Thanks. Sorry, I am not doing drawings. Here are some design points:
The wheelhead uses a 2800rpm motor with a step-up 5mm pitch toothed belt.
The wheelhead slides along the bottom rail to get to each cam.
There is a little coolant spray nozzle mounted on the wheel guard.
The wheel guard was supposed to collect and drain the coolant. It doesn’t. It goes everywhere. The whole area has to be loosely packed with paper towel.
The camshaft is carried in the rocking cradle above the wheel.
The big disc with curved slots is a protractor for setting the relative angular positions of the cams.
The master cam is scaled up 5:1 and there is a 5:1 ratio in the radius of the camshaft and master cam from the pivot bar (the one that passes through the wheel guard).
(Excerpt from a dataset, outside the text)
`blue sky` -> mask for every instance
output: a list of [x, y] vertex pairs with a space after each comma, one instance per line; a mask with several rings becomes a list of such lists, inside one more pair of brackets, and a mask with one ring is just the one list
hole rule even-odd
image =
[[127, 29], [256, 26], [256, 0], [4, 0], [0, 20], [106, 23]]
There are two important features to preserve accurate reproduction of the master cam that are often neglected in other designs: the master cam bears on a delrin ‘shoe’ that has a radius 5 times the radius of the grinding wheel, and the height of the pivot bar can be adjusted so that the pivot bar, the top of the grinding wheel and the top of the master cam’s shoe can all be set to be in a straight line when the cam is at finished size.
The camshaft and master cam are driven at 10 rpm by a geared motor. The toothed belt drive has very little wrap round the motor pulley, but it works OK.
The master shoe moves up and down to apply cut. It sits on a wedge with a 1 in 5 slope. The wedge is moved in and out by a 40tpi micrometer screw. The wedge slope and the arm length ratio combine to give a 25:1 ratio, so one turn of the micrometer screw puts on a cut of 0.001″. 20 divisions on the knob mean that one division takes 0.0001″ off the cam diameter.
I have a tool for synchonising the camshaft with the master cam.
I had intended a worm drive from the master cam spindle to oscillate the rocking cradle slowly over the width of the grinding wheel, but that did not get made (yet).